Source: https://www.levada.ru/en/2017/12/11/fears/

Compared to the end of the Soviet period, Russians are evidently much less afraid of illness for themselves or their families, war, old age, or natural disasters. But compared with then, they are much more afraid of poverty. Compared to a year ago, as the US war against Russia intensifies, fear of illness and of war are up only marginally; fear of ethnic conflict (read terrorism from Islamic sources) is growing more prominently.

A national survey by the semi-official Russian Public Opinion Research Center (VTsIOM) – carried out in June of 2017, four months before the Levada Center poll – reported that anxieties over consumer price inflation and international conflict were rising. VTsIOM’s fear index, a composite measurement of responses to specific sources of concern, was up by several points for price inflation, war, and illness, compared to the early months of 2017.   VTsIOM analyst Oleg Chernozub was quoted in the Center’s  press release as saying the fear index was “significantly higher than the comparable periods in 2016 and two years ago.” Chernozub also predicted that the fear index will worsen. “The indicators continue to deteriorate…fears regarding income, unemployment and internal disorder also show an adverse trend.” That was six months ago. What is the VTsIOM fear index showing now, Chernozub was asked?

The cockroaches Kostin was speaking of this week aren’t poor. So the Levada Center which did the first poll,  and VTsIOM which runs the fear index were asked to say what are  the greatest fears for the high-income respondents in their samples, and what is the trend for this group over the past few months compared to the sample norm. Levada refused.

VTsIOM also refused, the spokesman for the Center, Maria Bagirova,  adding “we don’t have special polls for rich; we observe all social groups.”   She refused to allow Chernozub  to respond with a comment.  VTsIOM reported six fear index polls in the first half of last year, one every month until the end of June.  Bagirova claims this year there will be one every six months, and the new one will be released “soon”.

As Kostin implied, Russians with plenty of money have the means to pay for running away, or for  staying home and getting treatment.
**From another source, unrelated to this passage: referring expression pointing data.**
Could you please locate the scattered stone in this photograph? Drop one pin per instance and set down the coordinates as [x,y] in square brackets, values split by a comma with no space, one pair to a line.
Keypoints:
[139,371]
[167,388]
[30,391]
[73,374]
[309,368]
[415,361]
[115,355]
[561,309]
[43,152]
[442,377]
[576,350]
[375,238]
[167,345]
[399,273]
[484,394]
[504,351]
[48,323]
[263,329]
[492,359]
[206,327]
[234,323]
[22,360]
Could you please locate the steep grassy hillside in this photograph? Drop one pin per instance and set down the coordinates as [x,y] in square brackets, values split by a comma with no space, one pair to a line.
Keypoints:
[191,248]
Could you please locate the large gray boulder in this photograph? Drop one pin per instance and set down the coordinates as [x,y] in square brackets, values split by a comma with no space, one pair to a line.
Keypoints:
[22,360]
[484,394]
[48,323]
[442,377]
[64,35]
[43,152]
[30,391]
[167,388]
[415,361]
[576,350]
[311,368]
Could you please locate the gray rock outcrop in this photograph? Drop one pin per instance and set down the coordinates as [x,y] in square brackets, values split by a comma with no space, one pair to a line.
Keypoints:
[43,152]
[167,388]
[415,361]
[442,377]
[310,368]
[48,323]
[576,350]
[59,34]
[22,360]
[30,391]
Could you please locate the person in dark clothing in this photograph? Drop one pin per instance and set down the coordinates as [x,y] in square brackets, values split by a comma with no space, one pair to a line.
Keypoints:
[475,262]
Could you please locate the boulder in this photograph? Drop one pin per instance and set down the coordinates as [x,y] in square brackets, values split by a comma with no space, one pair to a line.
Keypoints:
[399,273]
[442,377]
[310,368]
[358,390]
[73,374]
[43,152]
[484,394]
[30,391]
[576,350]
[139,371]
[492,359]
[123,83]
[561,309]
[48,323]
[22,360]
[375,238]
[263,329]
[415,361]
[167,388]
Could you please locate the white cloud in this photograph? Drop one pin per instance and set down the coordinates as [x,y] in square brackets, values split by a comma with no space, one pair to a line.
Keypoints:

Brain Clinic  and Psychiatric Health  are two Moscow-based clinics offering professional treatment of fear for those with the means to afford it. Dr Vladimir Kozlovsky (pictured below, left) runs the first; Professor Vitaly Minutko (right) the second.

The two clinics were asked to say, in general, what are  the main fears reported by wealthy Russians, and whether such fears appear to be rising or declining in recent months.  Both clinics refused to answer. This  is “secret information”, they said.